When it comes to accepting responsibility, Gilburn is prepared to take it on the chin, on behalf of the stadium, for the recent incident involving The Other Reg.
Pat Rosney’s star picked up a hock injury in a trial and was then furious when the track vet was unable to administer injectable pain relief because there was none on the premises.
Gilburn said: “Pat was absolutely right to be angry. It was inexcusable. The vet has been reported to the GBGB who are holding an enquiry, and to the Royal Society.
“I am not in a position to tell the vet which drugs should be kept at the stadium, but clearly a pain killer is essential. It is not as though these things are expensive and they are kept locked in a secure cabinet.
“To be quite honest, I was particularly upset with the Racing Post’s Mutley column which seemed to suggest there would be some kind of internal cover-up, which is disgraceful.
“I am very sorry for Pat and connections of The Other Reg. He is a wonderful greyhound and thankfully, the injury appears to be not quite as bad as feared.”
Following the incident, Rosney suggested that tracks should be better equipped and should all have contracts with local vets in case of emergency treatment.
Gilburn replied: “We have contracts with three local practices as part of our injury support scheme.
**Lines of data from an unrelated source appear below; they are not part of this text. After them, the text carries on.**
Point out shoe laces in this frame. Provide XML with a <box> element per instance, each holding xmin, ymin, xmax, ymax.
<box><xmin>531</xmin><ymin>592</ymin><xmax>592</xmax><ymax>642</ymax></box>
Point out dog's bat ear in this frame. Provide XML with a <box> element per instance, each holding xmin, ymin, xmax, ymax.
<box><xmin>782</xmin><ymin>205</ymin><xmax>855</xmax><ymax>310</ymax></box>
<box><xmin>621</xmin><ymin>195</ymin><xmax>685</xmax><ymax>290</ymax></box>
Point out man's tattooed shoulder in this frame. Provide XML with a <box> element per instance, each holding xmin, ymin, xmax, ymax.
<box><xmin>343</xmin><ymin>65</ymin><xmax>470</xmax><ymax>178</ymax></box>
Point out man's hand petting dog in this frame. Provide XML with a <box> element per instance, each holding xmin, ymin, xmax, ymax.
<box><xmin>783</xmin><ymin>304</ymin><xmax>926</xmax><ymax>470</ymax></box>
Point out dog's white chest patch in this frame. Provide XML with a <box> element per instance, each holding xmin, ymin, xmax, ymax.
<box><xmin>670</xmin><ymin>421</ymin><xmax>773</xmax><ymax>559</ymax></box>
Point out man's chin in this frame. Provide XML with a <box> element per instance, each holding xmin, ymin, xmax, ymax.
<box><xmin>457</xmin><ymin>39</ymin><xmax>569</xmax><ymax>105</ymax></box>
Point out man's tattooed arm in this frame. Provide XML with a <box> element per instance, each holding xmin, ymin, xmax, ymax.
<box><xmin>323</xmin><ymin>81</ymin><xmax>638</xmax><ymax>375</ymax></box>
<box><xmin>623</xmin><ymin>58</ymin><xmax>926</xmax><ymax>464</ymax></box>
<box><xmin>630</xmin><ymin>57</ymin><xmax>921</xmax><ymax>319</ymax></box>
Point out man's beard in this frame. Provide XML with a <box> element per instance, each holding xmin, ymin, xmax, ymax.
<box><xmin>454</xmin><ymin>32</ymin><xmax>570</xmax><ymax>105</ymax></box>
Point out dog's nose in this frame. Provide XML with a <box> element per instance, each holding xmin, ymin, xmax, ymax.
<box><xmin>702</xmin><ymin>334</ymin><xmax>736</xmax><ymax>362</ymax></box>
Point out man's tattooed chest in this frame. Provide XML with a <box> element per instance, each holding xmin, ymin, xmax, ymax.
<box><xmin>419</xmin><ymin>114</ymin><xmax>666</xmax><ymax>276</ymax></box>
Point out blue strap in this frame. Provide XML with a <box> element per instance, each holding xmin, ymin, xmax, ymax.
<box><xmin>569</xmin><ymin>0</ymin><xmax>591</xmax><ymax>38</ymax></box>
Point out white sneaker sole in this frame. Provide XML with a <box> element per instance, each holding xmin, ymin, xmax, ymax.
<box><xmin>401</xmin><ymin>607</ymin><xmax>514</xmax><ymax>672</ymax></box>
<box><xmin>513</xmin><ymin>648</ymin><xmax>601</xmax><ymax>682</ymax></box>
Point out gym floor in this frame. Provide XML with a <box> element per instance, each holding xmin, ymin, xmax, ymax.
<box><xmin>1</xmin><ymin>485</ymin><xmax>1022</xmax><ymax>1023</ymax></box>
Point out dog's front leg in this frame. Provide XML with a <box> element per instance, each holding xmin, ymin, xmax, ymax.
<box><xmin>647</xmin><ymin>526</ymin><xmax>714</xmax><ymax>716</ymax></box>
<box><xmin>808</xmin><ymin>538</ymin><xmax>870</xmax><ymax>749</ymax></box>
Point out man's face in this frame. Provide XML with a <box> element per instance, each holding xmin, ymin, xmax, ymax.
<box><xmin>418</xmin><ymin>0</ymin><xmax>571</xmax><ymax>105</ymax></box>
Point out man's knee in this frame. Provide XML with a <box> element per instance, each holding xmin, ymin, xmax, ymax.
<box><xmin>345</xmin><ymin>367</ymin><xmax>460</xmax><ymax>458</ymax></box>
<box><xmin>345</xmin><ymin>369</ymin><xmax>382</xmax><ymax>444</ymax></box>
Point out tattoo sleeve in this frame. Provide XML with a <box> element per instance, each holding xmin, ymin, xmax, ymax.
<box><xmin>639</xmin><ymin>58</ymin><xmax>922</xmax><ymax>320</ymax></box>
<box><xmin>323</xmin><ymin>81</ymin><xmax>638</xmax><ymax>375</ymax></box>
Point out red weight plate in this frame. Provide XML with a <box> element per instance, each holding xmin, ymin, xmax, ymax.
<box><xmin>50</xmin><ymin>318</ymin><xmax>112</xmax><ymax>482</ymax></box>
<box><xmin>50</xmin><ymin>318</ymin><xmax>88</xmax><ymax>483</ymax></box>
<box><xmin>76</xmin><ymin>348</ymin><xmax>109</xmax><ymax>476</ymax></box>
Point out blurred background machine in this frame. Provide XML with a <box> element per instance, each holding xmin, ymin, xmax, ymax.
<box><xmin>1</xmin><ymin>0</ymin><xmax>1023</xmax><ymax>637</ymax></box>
They were all available to Pat on the night.
“In general though, most trainers just want their dogs strapped up and made comfortable with the aim of visiting their own vets the following day. It makes perfect sense in terms of dealing with vets who they believe can offer the best specialist treatment.
“As far as equipment is concerned, we have a great deal including X-ray machines though they tend not to get used very often. They are mainly logistical issues whereby the dog has to be sedated and most trainers would rather make their own plans.”
Of all the issues facing the track, it is the media rights battle that really gets Gilburn hot under the collar.
With regular sponsors Betfred not signed up to the ARC service, the track have found themselves short of backers for the Three Steps To Victory and the Steel City Cup.
The latter event is still available should a suitable sponsor be found though both events WILL go ahead. The ‘Three Steps’ starts in three weeks and the Steel City Cup commences on September 18.
The track have also lost their racing manager Dave Brayshaw who finishes this week.
Gilburn said: “Dave wants to return to odds compiling for good money and four days a week.
“There is just way too much racing, of increasingly poor quality, and it is putting pressure on all sections of the industry. Nobody wants it.”